A Singularity container of the LFRic software stack built with an included Intel one API compiler.
It is based on Fedora and includes all of the software package dependencies and tools in the standard LFRic build environment but compiled with Intel fortran rather than gfortran, and gcc.
A compiler is not required on the build and run machine where the container is deployed. All compilation of LFRic is done via the containerised compilers.
LFRic components are built using a shell within the container and the shell automatically sets up the build environment when invoked.
The LFRic source code is not containerised, it is retrieved as usual via subversion from within the container shell so there is no need to rebuild the container for LFRic code updates.
The container is compatible with slurm, and the compiled executable can be run in batch using the local MPI libraries, if the host system has an MPICH ABI compatible MPI.
A pre-built container is available from Sylabs Cloud.
lfric_env.def is the Singularity definition file.
archer2_lfric.sub is an example ARCHER2 submission script and dirac_lfric.sub an example DiRAC HPC submission script.
Singularity 3.0+ (3.7 preferred)
Access to Met Office Science Repository Service
sudo
access if changes to the container are required. This can be on a different system from the LFRic build and run machine.
MPICH
compatible MPI on deployment system for use of local MPI libraries.
either:
- (Recommended) Download the latest version of the Singularity container from Sylabs Cloud Library.

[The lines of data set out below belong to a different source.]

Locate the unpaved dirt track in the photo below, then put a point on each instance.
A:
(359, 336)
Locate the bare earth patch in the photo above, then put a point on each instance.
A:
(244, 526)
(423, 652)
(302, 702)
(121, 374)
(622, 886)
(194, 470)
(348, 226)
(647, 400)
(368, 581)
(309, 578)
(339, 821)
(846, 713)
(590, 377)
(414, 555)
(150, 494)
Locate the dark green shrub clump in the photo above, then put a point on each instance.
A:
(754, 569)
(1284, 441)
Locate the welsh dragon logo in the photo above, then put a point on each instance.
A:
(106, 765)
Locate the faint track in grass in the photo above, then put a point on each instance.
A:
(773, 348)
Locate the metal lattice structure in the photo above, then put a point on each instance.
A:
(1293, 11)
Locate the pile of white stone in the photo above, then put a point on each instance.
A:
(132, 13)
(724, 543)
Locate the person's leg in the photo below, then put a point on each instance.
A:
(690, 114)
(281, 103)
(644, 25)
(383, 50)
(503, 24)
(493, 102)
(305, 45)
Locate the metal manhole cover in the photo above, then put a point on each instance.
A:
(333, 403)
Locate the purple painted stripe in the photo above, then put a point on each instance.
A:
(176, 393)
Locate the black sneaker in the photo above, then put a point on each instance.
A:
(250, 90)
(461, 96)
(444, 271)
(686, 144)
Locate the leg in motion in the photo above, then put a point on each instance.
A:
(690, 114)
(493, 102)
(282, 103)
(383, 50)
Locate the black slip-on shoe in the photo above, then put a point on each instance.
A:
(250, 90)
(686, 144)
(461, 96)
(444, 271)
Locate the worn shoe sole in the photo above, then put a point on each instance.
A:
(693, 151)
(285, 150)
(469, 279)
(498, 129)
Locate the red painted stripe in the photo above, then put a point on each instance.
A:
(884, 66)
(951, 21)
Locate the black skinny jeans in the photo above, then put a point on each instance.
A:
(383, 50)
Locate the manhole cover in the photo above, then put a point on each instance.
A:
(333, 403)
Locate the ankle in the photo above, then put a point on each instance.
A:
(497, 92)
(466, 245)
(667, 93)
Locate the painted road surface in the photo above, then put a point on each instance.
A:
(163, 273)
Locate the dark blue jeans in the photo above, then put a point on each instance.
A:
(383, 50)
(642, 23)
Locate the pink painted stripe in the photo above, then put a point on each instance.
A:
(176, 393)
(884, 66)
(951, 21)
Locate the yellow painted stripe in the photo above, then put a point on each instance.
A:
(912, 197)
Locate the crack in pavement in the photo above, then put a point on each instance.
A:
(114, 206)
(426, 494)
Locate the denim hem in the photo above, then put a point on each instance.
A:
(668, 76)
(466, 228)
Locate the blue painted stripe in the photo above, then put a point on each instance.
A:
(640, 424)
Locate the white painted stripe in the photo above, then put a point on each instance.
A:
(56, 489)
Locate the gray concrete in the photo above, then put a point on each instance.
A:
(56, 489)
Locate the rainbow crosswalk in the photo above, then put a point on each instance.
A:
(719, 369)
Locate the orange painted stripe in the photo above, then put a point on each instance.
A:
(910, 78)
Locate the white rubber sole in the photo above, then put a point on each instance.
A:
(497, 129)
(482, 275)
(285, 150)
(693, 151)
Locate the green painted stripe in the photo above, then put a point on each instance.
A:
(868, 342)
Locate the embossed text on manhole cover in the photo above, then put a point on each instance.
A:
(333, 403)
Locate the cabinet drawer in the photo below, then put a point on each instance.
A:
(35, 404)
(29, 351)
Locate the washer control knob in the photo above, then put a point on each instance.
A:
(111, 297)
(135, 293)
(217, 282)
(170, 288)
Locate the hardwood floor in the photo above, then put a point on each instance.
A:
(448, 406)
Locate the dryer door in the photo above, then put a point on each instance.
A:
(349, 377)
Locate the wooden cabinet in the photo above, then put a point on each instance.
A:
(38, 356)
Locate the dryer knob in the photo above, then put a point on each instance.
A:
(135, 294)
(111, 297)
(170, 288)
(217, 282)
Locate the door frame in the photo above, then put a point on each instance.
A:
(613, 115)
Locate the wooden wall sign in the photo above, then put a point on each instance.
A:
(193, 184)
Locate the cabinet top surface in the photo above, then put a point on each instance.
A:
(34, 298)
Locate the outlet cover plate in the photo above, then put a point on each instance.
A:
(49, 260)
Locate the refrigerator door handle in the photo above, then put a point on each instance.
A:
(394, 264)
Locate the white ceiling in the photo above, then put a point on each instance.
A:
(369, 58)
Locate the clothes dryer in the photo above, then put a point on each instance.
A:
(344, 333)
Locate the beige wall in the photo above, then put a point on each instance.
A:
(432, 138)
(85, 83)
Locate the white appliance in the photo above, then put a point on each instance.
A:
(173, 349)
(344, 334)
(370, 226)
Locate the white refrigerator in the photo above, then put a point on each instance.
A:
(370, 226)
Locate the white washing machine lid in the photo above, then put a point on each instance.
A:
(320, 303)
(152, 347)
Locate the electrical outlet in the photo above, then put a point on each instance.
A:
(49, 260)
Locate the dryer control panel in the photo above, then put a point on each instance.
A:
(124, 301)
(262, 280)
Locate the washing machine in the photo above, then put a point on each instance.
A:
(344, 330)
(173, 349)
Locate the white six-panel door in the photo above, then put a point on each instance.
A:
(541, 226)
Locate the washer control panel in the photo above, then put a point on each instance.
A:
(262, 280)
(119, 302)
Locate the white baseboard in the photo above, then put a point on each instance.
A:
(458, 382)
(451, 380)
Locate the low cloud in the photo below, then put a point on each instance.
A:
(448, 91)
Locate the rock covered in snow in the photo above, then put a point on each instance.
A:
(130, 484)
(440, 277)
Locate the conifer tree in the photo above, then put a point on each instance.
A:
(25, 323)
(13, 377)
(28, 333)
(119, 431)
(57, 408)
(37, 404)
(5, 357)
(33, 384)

singularity pull [--disable-cache] lfric_env.sif library://simonwncas/default/lfric_env:latest
Note: --disable-cache
is required if using Archer2.
or:
- Build container using
lfric_env.def
.
sudo singularity build lfric_env.sif lfric_env.def
Note: sudo
access required.
One time only. Edit (or create) ~/.subversion/servers
and add the following
[groups]
metofficesharedrepos = code*.metoffice.gov.uk
[metofficesharedrepos]
# Specify your Science Repository Service user name here
username = myusername
store-plaintext-passwords = no
Remember to replace myusername
with your MOSRS username.
On deployment machine.
singularity shell lfric_env.sif
Now, using the shell inside the container:
. mosrs-setup-gpg-agent
and enter your password when instructed. You may be asked twice.
fcm co https://code.metoffice.gov.uk/svn/lfric/LFRic/trunk trunk
fcm co https://code.metoffice.gov.uk/svn/lfric/GPL-utilities/trunk rose-picker
Due to licensing concerns, the rose-picker part of the LFRic configuration system is held as a separate project.
export ROSE_PICKER=$PWD/rose-picker
export PYTHONPATH=$ROSE_PICKER/lib/python:$PYTHONPATH
export PATH=$ROSE_PICKER/bin:$PATH
There are issues with the MPICH, the Intel compiler and Fortran08 C bindings, please see https://code.metoffice.gov.uk/trac/lfric/ticket/2273 for more information. Edit ifork.mk.
vi trunk/infrastructure/build/fortran/ifort.mk
and change the line
FFLAGS_WARNINGS = -warn all -warn errors
to
FFLAGS_WARNINGS = -warn all,noexternal -warn errors
Note: nano
is also available in the container environment.
cd trunk/gungho
make build [-j nproc]
cd trunk/lfric_atm
make build [-j nproc]
The executables are built using the Intel compiler and associated software stack within the container and written to the local filesystem.
cd example
mpiexec -np 6 ../bin/gungho configuration.nml
Note: This uses the MPI runtime libraries built into in the container.
cd example
../bin/lfric_atm configuration.nml
Note: This is the "single column" test version of lfric_atm. Running a global model requires the use of rose-stem
which is currently beyond the scope of this document.
If the host machine has a MPICH based MPI (MPICH, Intel MPI, Cray MPT, MVAPICH2), then MPICH ABI can be used to access the local MPI and therefore the fast interconnects when running the executable via the container. See the section below for full details. Two example slurm gungho submission scripts are provided, one for ARCHER2 and one for DiRAC.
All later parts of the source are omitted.